U.S. House Seat Hinges On Ruling

The Supreme Court heard oral arguments involving a lawsuit that could remove North Carolina's 13th District.

The battle began when Utah sued the U.S. Census Bureau over census data-gathering techniques that cost Utah a congressional seat, handing it to North Carolina.

The showdown -- Utah v. Evans -- made its way to the U.S. Supreme Court Wednesday and had the justices questioning the constitutionality of "hot deck" imputation -- a practice used to gather census data.

Hot deck imputation is the process of assigning occupancy to a residence based on the data of the nearest neighbor.

The U.S. Census Bureau has used hot deck imputation to determine population in past censuses, but the standards for the 2000 census were less stringent than in previous years. The looser standards are constitutionally suspect as they might qualify as a form of sampling, which the Supreme Court has previously ruled unconstitutional.

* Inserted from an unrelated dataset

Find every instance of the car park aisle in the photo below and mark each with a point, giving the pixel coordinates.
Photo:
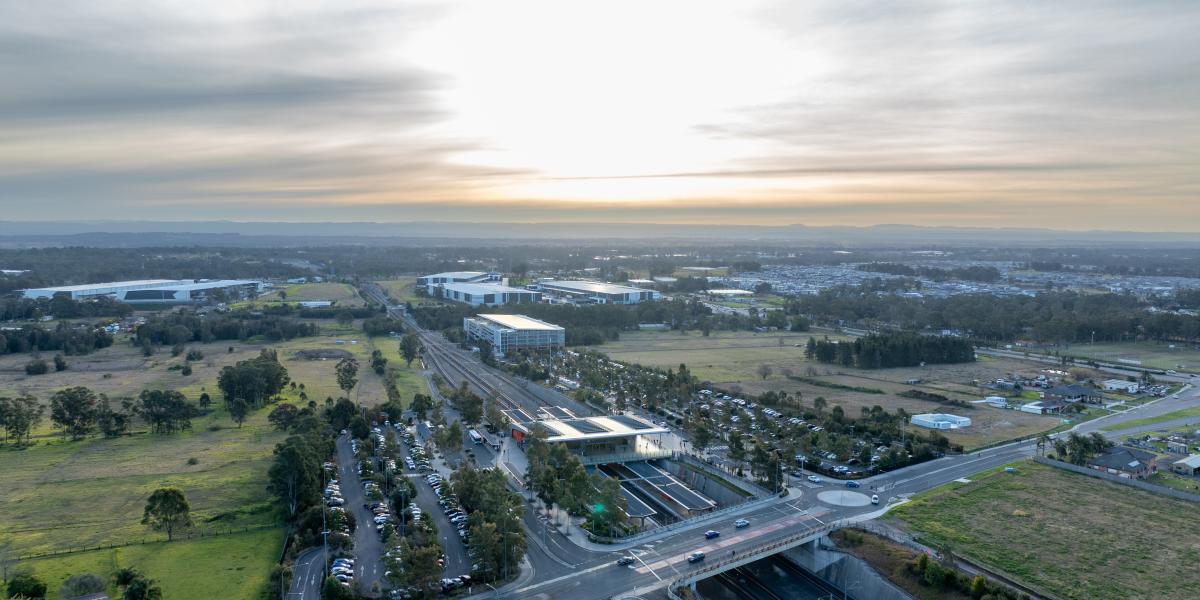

In 1999, the Supreme Court ruled 5-4 to prohibit "the use of statistical sampling in calculating a population for purposes of apportionment" but did not strike down the use of any statistical methods whatsoever.

During the hearing Wednesday, Utah counsel Thomas Lee argued that inferring the population of a home based on that of a neighboring residence is unconstitutional because making such an inference goes beyond using a mere statistical method for gathering data.

"That's sampling," he said. "Sampling is taking information about a part to make an inference about the whole."

But U.S. Solicitor General Theodore Olson, who represented the federal government, argued that estimating occupancy in a select few cases is not a form of sampling.

"Sampling technique is completely discrete from the imputation technique," Olson said. "In my thinking of it, it is drawing logical inference from the data available."

But Justice Sandra Day O'Connor held that the key was not to determine whether hot deck imputation was a statistical method but whether all statistical methods can be ruled unconstitutional sampling. "We have to establish whether this hot deck imputation is a type of sampling, which it seems to me it very well may be," she said.

Justice David Souter said a distinction should be made between making an inference for a small group and random sampling like that previously struck down by the court.

Souter held that it is logical to make an educated guess about occupancy based on who lives next door. "Birds of a feather flock together," he said. "People who live near one another tend to be alike."

But Souter said that no matter whether inference is determined to be unconstitutional sampling, Utah's grievances might not be redressable because more than two years have passed since the transgression occurred.

"It's a real issue in this case whether a statute that is geared to information at a particular time can reverse itself," he said.

O'Connor concurred that both states have progressed since the census was taken and that population likely has shifted. "Things have happened since that census was taken," she said.

But Lee claimed Utah could not have filed suit earlier than it did and that revised population numbers could still be legally gathered and used for apportionment.

The Supreme Court is expected to rule some time before its summer recess.

Even if the Supreme Court were to rule in favor of Utah and new population data were collected, President Bush might not submit those numbers to Congress and would be within his legal right not to do so, stated several justices, including Justice Antonin Scalia.

"I sort of wouldn't want to take away a representative from the people of North Carolina," he said. "If I were the president, I might not want to do it and risk making the people of North Carolina mad."